Crews are nearing substantial completion of the $20 million Boston Landing Station, which will return commuter rail service to the Boston neighborhood of Brighton after more than 50 years. “We’re into final trackwork, signals and inspections,” says Keith Craig, director of development at NB Development Group, Boston.

The unique construction-manager-at-risk project began in October 2015 and the station is scheduled to open in May. NB Development Group is the developer of the station that was designed by STV with Skanska USA Civil serving as the contractor. 

The $20 million public-private station project, funded by athletic shoe maker New Balance, is considered a model for public infrastructure. The new train stop is on the Worcester-Framingham Line in an underserved neighborhood near New Balance’s $500 million headquarters.

“The strong communication and coordination between the developer, design and construction team, and our DOT and MBTA counterparts is rewarding the residents of the Commonwealth with the delivery of a new commuter rail station in the Allston/Brighton neighborhood, which will spur ridership and economic development,” Craig says.

Nearby crews recently broke ground for a $130-million, 295-unit Residences at Boston Landing project designed by Elkus Manfredi Architects with John Moriarity & Associates serving as the general contractor.

Mattapan Trolley Investment 

On Feb. 28, the MBTA Fiscal and Management Control Board was briefed on a plan to invest $7.9 million to fully overhaul its existing Presidential Conference Committee streetcars with new propulsion, brakes, and power supply systems. The plan would extend the life of vehicles for the Mattapan-Ashmont Station High Speed Line, also known as the "Mattapan trolley." 

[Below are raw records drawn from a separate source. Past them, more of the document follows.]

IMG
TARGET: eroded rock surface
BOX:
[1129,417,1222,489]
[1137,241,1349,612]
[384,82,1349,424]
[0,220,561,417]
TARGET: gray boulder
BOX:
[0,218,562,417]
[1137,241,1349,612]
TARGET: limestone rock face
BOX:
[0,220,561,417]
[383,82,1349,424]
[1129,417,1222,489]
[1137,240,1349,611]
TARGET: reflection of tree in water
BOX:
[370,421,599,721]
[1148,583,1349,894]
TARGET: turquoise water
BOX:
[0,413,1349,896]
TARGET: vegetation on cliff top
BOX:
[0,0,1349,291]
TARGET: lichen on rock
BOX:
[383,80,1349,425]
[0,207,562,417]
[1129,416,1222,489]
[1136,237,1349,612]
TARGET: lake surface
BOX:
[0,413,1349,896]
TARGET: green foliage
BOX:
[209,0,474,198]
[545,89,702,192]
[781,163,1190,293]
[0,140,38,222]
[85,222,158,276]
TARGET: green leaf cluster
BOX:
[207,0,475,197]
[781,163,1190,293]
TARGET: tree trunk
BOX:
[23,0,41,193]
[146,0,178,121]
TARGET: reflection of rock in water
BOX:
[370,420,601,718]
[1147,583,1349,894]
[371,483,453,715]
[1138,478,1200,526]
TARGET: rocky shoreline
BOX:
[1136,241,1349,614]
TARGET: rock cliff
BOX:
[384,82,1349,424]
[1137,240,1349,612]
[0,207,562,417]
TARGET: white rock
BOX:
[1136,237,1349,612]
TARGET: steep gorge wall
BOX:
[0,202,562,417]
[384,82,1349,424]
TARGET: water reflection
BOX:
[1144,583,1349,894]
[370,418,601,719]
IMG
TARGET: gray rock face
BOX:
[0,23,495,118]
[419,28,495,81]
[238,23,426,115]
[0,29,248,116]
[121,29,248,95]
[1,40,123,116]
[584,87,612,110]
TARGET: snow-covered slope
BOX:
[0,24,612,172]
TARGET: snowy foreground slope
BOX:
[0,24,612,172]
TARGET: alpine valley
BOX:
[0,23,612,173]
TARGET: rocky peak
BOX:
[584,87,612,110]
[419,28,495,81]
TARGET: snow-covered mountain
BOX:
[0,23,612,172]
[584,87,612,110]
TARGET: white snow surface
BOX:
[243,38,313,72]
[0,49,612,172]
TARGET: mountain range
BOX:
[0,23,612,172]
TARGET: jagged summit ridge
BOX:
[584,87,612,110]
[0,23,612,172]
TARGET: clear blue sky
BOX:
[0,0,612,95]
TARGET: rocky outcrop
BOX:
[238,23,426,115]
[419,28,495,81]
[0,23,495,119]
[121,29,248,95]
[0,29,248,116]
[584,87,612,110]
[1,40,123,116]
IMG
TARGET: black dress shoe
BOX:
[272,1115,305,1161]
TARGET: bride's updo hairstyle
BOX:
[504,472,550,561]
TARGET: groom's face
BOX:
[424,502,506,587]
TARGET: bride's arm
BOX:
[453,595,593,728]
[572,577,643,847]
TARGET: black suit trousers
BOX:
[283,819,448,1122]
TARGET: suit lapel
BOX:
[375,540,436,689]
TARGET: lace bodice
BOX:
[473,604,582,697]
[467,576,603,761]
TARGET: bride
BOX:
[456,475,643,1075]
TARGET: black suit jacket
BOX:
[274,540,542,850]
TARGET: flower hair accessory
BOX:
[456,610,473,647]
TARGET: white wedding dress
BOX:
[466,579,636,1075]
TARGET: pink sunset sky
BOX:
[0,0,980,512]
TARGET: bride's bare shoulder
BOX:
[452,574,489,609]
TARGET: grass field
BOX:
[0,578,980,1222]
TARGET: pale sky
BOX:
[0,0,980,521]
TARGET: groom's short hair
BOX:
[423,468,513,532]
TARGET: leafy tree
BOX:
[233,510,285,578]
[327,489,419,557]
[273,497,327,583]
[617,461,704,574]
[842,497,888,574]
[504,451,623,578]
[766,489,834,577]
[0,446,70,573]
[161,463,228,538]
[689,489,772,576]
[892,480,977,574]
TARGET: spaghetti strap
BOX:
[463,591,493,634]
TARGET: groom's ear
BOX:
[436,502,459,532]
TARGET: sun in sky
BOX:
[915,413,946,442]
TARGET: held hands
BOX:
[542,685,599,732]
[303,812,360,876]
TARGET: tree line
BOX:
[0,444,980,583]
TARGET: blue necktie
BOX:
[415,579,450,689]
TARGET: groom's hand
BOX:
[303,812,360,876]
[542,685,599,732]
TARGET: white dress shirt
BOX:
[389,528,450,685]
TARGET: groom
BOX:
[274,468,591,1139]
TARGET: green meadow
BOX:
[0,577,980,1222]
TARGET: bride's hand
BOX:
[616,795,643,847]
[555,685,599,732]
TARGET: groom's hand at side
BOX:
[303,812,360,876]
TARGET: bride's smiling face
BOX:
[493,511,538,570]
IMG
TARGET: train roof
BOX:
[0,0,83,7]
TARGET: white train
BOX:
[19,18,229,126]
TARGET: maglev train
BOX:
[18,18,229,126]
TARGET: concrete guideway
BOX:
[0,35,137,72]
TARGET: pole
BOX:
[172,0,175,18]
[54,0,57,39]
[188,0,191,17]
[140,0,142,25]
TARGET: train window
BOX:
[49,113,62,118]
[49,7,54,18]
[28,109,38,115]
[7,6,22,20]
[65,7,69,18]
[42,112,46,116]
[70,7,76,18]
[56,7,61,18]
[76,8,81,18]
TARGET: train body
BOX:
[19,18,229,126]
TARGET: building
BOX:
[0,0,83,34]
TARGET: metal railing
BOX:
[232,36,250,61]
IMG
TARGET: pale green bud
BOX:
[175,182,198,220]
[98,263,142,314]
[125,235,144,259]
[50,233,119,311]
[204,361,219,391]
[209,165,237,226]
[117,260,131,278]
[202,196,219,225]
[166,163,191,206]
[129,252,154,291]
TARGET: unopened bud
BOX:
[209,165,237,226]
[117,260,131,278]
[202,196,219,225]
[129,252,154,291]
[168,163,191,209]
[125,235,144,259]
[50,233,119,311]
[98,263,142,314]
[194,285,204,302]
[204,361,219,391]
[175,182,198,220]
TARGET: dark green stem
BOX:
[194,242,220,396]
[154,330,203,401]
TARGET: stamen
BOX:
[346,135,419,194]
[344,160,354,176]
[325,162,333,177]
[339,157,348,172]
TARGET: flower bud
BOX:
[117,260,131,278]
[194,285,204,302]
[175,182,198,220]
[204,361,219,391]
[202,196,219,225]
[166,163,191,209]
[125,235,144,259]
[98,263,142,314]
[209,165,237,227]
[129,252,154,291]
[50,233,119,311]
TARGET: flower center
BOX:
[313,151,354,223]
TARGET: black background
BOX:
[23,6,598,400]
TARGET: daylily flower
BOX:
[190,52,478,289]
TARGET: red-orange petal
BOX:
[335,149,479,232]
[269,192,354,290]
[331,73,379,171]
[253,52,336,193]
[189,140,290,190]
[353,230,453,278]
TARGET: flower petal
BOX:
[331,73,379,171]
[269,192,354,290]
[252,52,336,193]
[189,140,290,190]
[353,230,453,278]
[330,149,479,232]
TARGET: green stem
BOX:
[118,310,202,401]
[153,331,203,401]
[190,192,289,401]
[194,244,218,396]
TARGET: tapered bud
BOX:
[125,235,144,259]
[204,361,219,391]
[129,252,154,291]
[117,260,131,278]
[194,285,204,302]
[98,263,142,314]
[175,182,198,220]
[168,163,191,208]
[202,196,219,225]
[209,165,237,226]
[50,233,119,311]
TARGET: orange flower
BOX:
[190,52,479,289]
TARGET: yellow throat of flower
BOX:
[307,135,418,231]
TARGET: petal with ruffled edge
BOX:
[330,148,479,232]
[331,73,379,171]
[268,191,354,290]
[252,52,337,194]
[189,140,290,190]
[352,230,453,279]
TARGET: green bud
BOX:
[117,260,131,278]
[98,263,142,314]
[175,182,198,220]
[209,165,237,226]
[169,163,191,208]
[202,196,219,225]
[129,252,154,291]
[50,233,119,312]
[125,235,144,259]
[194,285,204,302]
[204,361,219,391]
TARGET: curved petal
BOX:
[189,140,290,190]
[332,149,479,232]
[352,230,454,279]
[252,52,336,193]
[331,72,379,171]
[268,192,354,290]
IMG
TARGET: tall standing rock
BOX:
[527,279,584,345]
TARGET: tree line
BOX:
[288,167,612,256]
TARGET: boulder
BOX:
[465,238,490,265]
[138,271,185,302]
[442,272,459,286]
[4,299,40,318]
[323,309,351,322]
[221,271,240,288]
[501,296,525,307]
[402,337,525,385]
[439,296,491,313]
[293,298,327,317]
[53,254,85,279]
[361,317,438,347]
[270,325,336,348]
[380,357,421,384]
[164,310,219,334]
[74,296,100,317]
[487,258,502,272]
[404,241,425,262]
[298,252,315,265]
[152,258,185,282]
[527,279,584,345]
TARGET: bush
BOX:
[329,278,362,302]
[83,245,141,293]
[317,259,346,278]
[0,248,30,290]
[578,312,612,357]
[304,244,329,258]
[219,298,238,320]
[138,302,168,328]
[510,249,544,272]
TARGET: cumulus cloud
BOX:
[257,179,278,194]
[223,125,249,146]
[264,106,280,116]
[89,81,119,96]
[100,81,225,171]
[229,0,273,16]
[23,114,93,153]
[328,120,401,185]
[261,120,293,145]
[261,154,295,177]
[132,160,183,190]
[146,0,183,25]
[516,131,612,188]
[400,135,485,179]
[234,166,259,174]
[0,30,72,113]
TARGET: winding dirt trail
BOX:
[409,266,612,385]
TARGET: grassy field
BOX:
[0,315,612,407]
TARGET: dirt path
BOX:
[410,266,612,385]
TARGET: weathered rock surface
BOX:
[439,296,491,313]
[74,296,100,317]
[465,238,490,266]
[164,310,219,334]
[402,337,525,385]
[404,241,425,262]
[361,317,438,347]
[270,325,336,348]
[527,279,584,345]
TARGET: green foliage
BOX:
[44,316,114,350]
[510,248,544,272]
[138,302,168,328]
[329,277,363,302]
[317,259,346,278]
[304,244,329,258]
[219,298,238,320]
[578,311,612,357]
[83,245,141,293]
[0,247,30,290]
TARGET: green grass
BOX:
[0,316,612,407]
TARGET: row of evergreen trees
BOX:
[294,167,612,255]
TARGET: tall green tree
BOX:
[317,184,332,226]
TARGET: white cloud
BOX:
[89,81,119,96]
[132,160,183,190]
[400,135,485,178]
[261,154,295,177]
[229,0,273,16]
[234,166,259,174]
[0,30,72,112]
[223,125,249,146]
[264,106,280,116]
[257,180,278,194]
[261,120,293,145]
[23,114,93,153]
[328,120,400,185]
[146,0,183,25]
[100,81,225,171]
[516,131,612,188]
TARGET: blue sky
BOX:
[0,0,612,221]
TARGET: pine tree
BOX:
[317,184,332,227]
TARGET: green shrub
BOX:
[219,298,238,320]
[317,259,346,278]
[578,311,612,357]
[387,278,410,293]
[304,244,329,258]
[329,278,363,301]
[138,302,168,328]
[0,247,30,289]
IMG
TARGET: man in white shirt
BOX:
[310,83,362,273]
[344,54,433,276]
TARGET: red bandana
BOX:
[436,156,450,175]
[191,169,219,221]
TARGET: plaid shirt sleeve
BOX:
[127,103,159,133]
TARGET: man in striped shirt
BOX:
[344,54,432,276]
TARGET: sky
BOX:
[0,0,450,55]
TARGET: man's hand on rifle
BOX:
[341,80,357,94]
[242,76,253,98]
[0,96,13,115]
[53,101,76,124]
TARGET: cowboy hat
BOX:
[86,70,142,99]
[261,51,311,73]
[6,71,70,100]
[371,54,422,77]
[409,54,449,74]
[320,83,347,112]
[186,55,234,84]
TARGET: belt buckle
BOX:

This investment over the next two years includes a study of options for the future of the line. In December, the MBTA awarded CH2MHill $1.1 million to perform due diligence and review operations, track, bridges, vehicles, other infrastructure including peer PCC system benchmarking, according to a Feb. 27 FMCB State of the Line report. A technical review is expected by fall. 

North-South Rail Link Study

On March 1, the Boston Globe reported that state transportation officials began soliciting bids to study a proposed rail tunnel to connect North Station with South Station. Some transportation experts now claim the decades-long idea deemed too expensive to construct, could benefit from modern construction technology that could bring the cost down from prior projections of $8 billion to $2 billion or $3 billion. Such a tunnel would create a direct unbroken rail route from Maine to Washington, D.C.

NOTEWORTY: MassDOT has approved a year-long $950,000 pilot program for expanding daily commuter rail service from South Station to Foxborough for an estimated 190 passengers daily. Tracks would require $10 million in upgrades before the service could begin.